Dans sa décision, déposée au conseil municipal, M. Bisson ne se prive pas de souligner plusieurs bizarreries.

Par exemple, GÉNIeau a réclamé 4,6 millions sous la rubrique «approvisionnements» du système de relève automatisé, qui aurait permis de lire les compteurs à distance. «Pourtant, les coûts s'élèvent à moins de 700 000$», note l'arbitre, qui indique que bien des réclamations «sont loin d'être convaincantes».

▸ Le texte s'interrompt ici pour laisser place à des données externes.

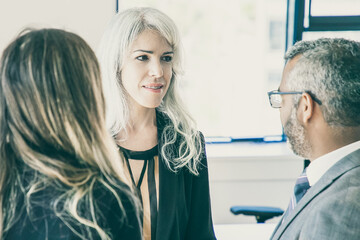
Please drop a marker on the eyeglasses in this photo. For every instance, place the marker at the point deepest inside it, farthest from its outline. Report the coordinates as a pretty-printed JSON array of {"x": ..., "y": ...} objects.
[{"x": 275, "y": 98}]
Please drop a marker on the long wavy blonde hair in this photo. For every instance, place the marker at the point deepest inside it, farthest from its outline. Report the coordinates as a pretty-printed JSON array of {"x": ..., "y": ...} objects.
[
  {"x": 122, "y": 31},
  {"x": 52, "y": 123}
]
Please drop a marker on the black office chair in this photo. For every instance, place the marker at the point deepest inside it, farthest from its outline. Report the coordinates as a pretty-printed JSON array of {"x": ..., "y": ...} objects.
[{"x": 261, "y": 213}]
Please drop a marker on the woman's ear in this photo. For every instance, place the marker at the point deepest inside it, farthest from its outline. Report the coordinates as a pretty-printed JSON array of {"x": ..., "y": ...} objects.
[{"x": 306, "y": 108}]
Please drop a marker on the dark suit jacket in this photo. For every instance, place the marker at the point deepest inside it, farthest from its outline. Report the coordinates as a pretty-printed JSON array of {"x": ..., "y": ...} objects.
[
  {"x": 184, "y": 200},
  {"x": 43, "y": 224},
  {"x": 330, "y": 209}
]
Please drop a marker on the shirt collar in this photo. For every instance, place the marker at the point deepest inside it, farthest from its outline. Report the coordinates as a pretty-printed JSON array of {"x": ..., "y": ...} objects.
[{"x": 319, "y": 166}]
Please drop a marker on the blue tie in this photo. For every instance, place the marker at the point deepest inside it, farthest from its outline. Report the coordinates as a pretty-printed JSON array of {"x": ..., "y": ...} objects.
[{"x": 301, "y": 187}]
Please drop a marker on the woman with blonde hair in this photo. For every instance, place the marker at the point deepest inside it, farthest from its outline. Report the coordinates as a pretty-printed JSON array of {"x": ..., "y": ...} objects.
[
  {"x": 140, "y": 59},
  {"x": 60, "y": 173}
]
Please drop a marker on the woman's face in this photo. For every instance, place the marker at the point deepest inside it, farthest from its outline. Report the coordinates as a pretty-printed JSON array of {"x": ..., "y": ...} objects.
[{"x": 147, "y": 70}]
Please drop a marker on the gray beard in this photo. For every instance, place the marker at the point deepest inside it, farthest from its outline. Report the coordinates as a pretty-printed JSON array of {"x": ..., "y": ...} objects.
[{"x": 296, "y": 136}]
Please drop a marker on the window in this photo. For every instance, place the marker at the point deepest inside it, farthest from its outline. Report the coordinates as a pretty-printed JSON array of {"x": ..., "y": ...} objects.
[
  {"x": 233, "y": 55},
  {"x": 311, "y": 19}
]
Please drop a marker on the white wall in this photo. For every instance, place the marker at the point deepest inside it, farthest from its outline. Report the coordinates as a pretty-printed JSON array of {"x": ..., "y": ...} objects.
[
  {"x": 251, "y": 174},
  {"x": 88, "y": 18}
]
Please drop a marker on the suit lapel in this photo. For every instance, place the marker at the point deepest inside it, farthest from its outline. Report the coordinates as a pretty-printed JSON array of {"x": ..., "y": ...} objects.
[{"x": 342, "y": 166}]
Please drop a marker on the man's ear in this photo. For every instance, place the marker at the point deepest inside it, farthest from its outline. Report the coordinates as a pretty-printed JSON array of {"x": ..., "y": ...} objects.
[{"x": 306, "y": 108}]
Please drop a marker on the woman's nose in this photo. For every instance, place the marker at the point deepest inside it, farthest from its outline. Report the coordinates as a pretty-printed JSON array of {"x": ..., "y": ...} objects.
[{"x": 156, "y": 69}]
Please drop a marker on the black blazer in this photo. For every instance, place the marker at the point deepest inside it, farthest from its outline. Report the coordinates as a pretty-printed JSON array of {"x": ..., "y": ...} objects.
[
  {"x": 43, "y": 224},
  {"x": 184, "y": 200}
]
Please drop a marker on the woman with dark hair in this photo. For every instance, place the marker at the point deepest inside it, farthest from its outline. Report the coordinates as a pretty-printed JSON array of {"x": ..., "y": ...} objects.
[{"x": 60, "y": 174}]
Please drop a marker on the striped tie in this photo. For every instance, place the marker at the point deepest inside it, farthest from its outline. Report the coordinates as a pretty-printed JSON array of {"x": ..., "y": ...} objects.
[{"x": 301, "y": 187}]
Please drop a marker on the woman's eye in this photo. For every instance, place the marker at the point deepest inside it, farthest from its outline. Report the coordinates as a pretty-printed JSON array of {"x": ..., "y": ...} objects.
[
  {"x": 166, "y": 58},
  {"x": 142, "y": 58}
]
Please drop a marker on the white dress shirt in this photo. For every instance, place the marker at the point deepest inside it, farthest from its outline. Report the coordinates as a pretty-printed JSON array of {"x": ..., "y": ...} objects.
[{"x": 319, "y": 166}]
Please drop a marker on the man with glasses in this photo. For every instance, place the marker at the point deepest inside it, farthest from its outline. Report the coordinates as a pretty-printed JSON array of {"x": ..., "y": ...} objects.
[{"x": 319, "y": 104}]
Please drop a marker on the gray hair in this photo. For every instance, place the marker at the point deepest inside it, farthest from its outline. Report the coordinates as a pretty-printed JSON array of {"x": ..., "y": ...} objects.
[
  {"x": 122, "y": 31},
  {"x": 329, "y": 69}
]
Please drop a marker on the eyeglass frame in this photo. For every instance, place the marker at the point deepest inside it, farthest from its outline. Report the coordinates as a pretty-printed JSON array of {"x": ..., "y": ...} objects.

«Cette illustration à partir de l'approvisionnement fait voir un déséquilibre marqué qui jette beaucoup d'ombre sur la méthodologie suivie par la réclamante [GÉNIeau], ajoute-t-il. D'autres incongruités sont apparues manifestes relativement aux compteurs.»

GÉNIeau réclamait aussi 4,6 millions pour la mise sur pied d'un bureau de projet. En vérité, souligne l'arbitre, «l'investissement total pour la mise sur pied du bureau du projet fut de l'ordre de 400 000$ à 450 000$», soit 10 fois moins que ce qui était réclamé.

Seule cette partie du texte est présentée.